I'm totally against corporal punishment and I've never used a cane or other 'weapon' in my life, but there have been occasions in my teaching career when I would have given almost anything to have a cattle prod in my hands. In fact, on some teaching assignments, I would have felt much more comfortable if there'd been a transparent, bullet-proof wall between myself and the pupils. I suppose that's the way it will go eventually: every classroom will have a transparent bullet-proof divide - the teacher on one side and the pupils on the other.

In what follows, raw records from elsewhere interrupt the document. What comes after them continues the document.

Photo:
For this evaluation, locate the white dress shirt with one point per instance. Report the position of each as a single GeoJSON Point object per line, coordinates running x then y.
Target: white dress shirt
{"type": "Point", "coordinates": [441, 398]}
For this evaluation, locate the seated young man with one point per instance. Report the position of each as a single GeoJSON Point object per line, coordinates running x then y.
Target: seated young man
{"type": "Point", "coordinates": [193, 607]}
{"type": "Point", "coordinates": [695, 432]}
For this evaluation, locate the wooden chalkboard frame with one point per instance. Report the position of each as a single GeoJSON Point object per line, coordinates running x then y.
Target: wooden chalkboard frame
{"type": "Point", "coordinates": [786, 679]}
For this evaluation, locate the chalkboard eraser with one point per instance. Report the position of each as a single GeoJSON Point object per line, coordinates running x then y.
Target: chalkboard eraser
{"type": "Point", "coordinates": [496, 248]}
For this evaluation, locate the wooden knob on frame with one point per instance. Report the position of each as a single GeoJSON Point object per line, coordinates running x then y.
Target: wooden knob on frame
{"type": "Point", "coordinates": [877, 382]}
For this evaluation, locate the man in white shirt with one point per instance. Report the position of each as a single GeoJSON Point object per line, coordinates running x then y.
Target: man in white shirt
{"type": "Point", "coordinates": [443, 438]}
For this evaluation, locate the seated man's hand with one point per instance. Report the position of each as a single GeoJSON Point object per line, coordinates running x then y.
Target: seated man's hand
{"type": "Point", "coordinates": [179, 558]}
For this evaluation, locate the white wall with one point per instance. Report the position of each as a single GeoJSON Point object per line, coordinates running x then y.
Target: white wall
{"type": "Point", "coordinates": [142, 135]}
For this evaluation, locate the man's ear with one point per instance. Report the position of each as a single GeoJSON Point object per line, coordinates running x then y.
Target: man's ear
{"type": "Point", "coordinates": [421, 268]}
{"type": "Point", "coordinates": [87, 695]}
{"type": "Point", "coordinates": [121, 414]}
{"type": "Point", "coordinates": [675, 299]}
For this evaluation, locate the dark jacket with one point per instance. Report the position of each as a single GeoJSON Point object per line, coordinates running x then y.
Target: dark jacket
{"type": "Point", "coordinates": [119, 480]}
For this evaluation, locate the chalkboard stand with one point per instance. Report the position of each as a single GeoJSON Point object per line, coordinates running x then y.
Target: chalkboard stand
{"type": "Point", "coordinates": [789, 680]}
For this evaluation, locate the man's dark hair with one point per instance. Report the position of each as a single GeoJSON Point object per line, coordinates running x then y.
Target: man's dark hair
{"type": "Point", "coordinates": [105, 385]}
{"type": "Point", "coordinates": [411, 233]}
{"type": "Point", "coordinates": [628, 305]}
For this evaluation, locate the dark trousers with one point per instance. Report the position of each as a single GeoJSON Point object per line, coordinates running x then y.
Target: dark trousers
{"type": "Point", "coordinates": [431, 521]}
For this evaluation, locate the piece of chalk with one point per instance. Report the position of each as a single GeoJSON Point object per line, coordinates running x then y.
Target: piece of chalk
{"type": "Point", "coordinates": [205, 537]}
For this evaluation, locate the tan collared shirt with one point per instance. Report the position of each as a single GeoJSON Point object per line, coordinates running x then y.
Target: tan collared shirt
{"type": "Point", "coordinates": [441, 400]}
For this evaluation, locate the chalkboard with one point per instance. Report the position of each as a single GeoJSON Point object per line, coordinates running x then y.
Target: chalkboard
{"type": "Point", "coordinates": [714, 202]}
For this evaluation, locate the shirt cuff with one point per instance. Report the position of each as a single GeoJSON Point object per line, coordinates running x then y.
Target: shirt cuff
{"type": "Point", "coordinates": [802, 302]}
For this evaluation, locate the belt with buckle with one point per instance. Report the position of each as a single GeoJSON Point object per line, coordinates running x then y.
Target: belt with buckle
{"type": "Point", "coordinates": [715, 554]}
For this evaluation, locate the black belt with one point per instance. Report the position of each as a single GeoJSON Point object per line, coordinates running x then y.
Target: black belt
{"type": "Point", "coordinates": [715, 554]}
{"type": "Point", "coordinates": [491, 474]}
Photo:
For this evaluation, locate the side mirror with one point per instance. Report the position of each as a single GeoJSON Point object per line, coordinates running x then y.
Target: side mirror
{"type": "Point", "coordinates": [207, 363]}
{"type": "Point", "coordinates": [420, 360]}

I like the music of David Bowie very much. He has always been ahead of his time. In most cases, I agree with his sentiments. There are, however, four lines in one of his songs that, at least in part, I do not agree with. The song is called 'Changes', and I refer to the final four lines:

I watch the ripples change their size
But never leave the stream
Of warm impermanence and
So the days float through my eyes
But still the days seem the same
And these children that you spit on
As they try to change their worlds
Are immune to your consultations
They're quite aware of what they're going through

I'm not sure that children consciously try to change their worlds. Doing something consciously implies an awareness of one's environment, one's own existence, and one's thoughts. I'm not sure that many adults have this ability, never mind children. It's a rare gift to be conscious of one's environment and one's own existence. Naturally, in their own complex, yet naive, way, children 'do' try to change their worlds, but very rarely with any preconceived plan or strategy. The process is usually of a more spontaneous nature - as and when needed, so to say.

As for the last two lines: I think it's true that children are generally immune to the rantings of adults (unless intense anger or violence are involved), but I'm quite sure that they have absolutely no idea what they're going through. Again, I'm not sure that most adults know what they're going through, never mind children. Life's tough, no matter what age you are.

Nowadays, far too many teachers (both the good and the bad ... and there are a lot of bad teachers) spend at least 70% of their lesson time on class control and disciplinary matters. The decent kids are losing out.

It cannot - and should not - be allowed to continue this way.